– official denies anyone injured during operation, says only empty structures taken down
Squatters at Anna Catherina, West Coast Demerara, (WCD) had ignored repeated warnings from the Central Housing and Planning Authority, (CH&PA) prior to a demolition exercise which occurred last Friday.
This was stated by an official after occupants of the demolished structures had claimed that the workers came without warning and destroyed their homes.
Speaking with this newspaper over the weekend, a CH&PA official noted the squatters were warned at least six times to desist from building homes along the reserve before the team moved against them.
“Those persons were well aware that they were building in violation of the CH&PA regulations. They were warned repeatedly but ignored the warnings. The CH&PA had even put a sign there warning them but they took down the sign and threw it away.”
Notices were also reportedly sent to the squatter, but they failed to comply.
The officer also said that the structures that were torn down were unoccupied. Two that had occupants, including women, were not demolished, and the persons who erected the structures have reportedly promised to move by today.
Meanwhile, the official noted that the demolition exercise did not involve the use of any force.
In addition, the CHPA team removed tools and a generator from one of the demolished structures, since they felt that the items would have been stolen had they remained there. The owner of the equipment has promised to uplift them today, the official stated.
“It was simple demolition exercise. No one was armed and nobody was hurt,” the official said.

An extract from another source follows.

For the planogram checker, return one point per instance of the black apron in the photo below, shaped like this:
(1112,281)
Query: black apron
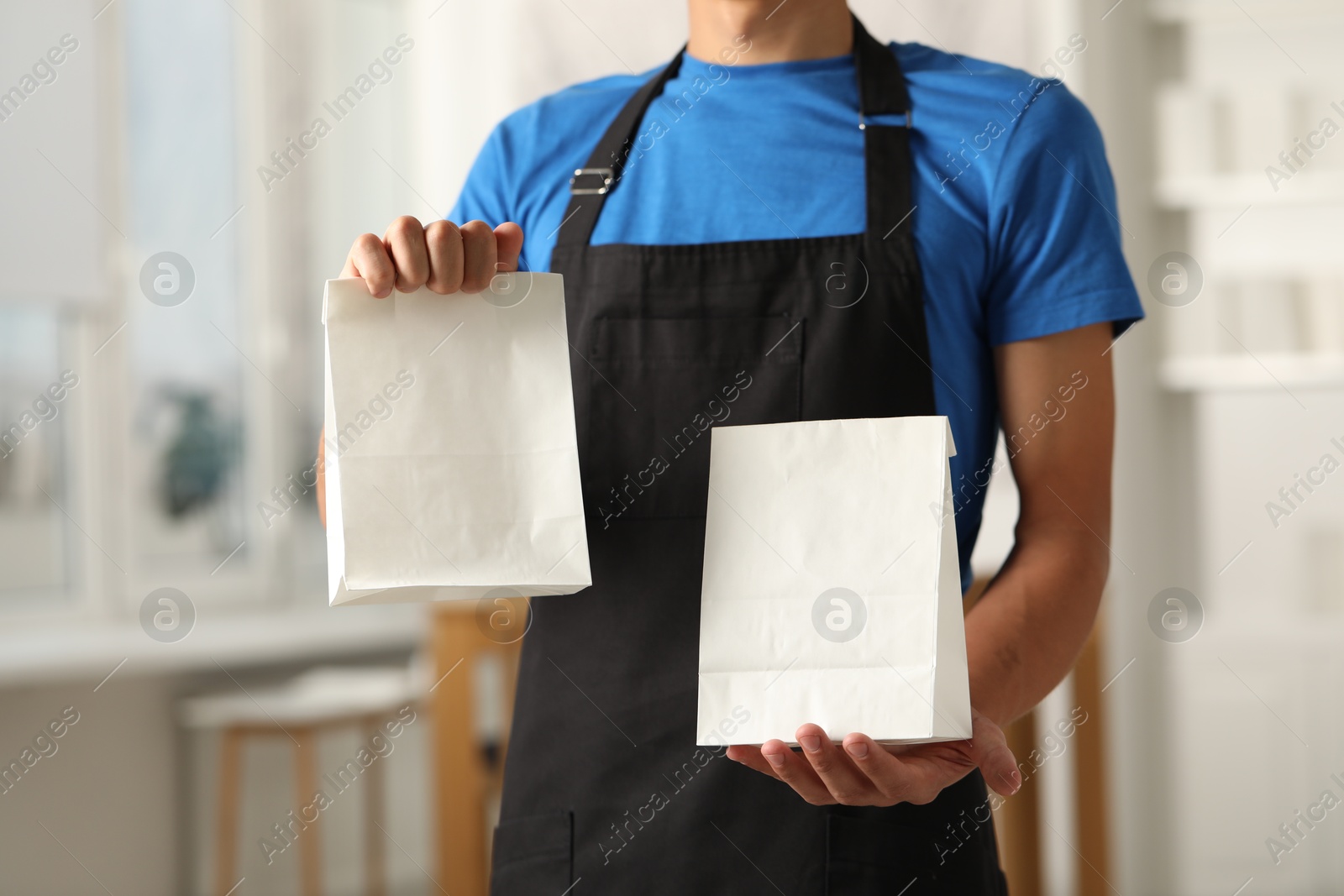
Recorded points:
(605,789)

“We went to there with regular tools required to conduct a demolition and as far we are aware, there was no need for added security.”

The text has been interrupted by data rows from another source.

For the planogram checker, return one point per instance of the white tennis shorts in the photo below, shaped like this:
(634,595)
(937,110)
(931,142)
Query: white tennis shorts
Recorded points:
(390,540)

According to the official, the CH&PA has been monitoring the situation at Anna Catherina for some time.
“We have been monitoring the situation. In some situations, we assess and know that we would need the help of the police before conducting a safe demolition exercise. However, this was not the case, with Anna Catherina, the people there are not violent or aggressive so there was no need for that kind of back up.

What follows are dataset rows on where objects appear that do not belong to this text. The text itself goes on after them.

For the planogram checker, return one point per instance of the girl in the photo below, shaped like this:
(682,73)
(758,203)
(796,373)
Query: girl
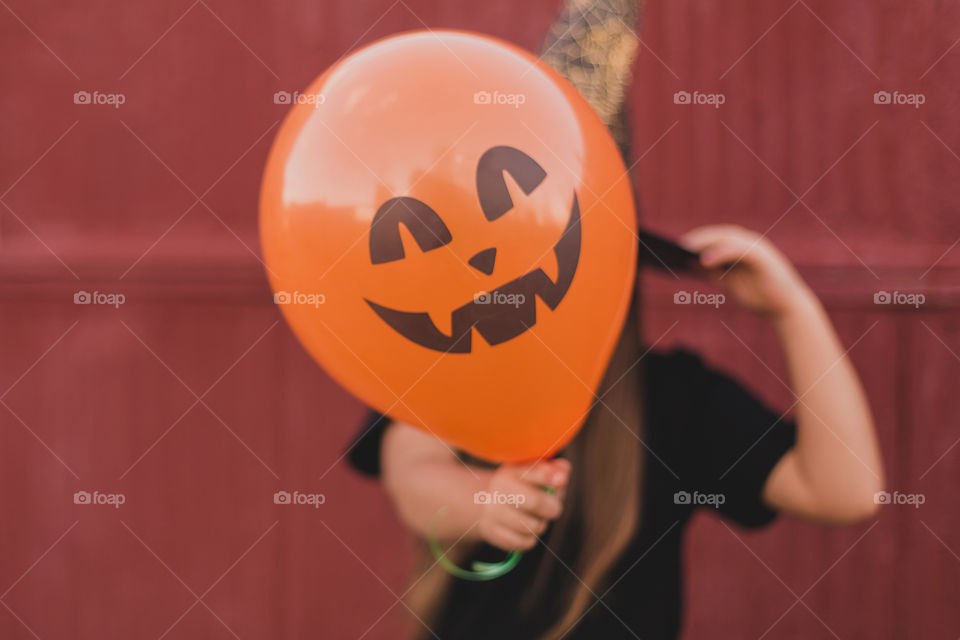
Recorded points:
(666,436)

There was absolutely no use for force…”
The official was responding to reports that the CHPA team, armed with crowbars and a sledgehammer stormed into the homes, and driven the occupants out without providing a shred of evidence that they were in fact from CH&PA.
The squatters claimed that in addition to destroying six wooden structures, the crew also damaged a number of household appliances in the process.
And in one instance, a resident claimed that a piece of wood fell and injured a child. However, officials attached the CH&PA vehemently denied the reports.
In her 2017 budget presentation, then Minister in charge of Housing Valerie Patterson noted that over the years, the CH&PA has consistently confronted situations of squatters across the country.
Patterson said that while some persons squat out of desperation, others do it as a means of economic gain.
“The latter group will go and occupy a parcel of land; erect a structure and then rent it, in some instances, for as much as $30,000 per month.”
To combat this, the Agency had decided on a menu of measures, which were recommended by the community leaders. Among the recommendation, Patterson said a Joint Anti-Squatting Taskforce was to be formed with other major stakeholders.
Additionally, the Minister had noted that discussions had been ongoing regarding the development of approximately 1,148 lots at various Plantations to alleviate the problem with squatting.
“Cummings Lodge and Industry for the possible relocation of squatters from Constituencies 5 and 6 Reserves, as well as from other zero tolerance areas in Georgetown and its environs. The intervention cost an estimated investment of G$2.65 billion for infrastructure development.”
Notwithstanding that, the Minister reported that for the previous year, 405 lots were formally allocated to squatters after payments were made (approximately 2,025 beneficiaries); 190 persons paid at least 50% of the cost of their lots and signed to commence processing for their titles, while 290 titles were already issued to persons in areas under regularisation.